The album’s hazy nature makes it fit right along with previous releases such as Sail Out (2013) and Souled Out (2014). It widely eschews traditional R&B cadence with her songs rooted in a dream-like quality. “Sativa” wisely incorporates Rae Sremmurd’s red-hot Swae Lee, a rapper who’s singing capabilities make him the perfect compliment for Jhené’s dainty voice. The track’s almost non-existent bass line warps together with the vocals provided by the two, creating another great Jhené record.
Enticing areas like these are simply peppered throughout the 85-minute acid trip. It’s entirely too long — more than half of the cuts could easily be trimmed without disrupting the overall message. Yet when Jhené strikes gold, she strikes it hard. “Only Lovers Left Alive” is starkly different than the ethereal nature of most of her releases, and it stands out because of it. Aiko’s vocals blend a surprisingly fresh neo-soul-meets-elevator music concoction. Elsewhere on “Moments,” featuring a metaphor-laden appearance from her hubby, Aiko uses the methodical production to her advantage, as it contrasts with the vivacious nature of her and Sean’s delivery.
But the problem arises when these great Jhené records are taken in context with her place in music and the rest of the album as well. Without growth, they’re really just great Jhené records, not necessarily great R&B tracks.
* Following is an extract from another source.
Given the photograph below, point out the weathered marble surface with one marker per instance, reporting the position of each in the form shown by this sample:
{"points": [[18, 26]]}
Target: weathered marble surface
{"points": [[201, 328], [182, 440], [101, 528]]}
They sound good and will suit her live sets well, but most likely won’t hold up as the as years roll by.
Instead of pushing the envelope, Trip goes a long way in reaffirming Jhené’s unison with all things atmospheric. The sophomore effort shows her willingness to settle within an aesthetic that’s become commonplace in the R&B world. With only a handful of standout songs in its 22-track roadmap, Trip exposes itself as a formulaic project instead of something truly special.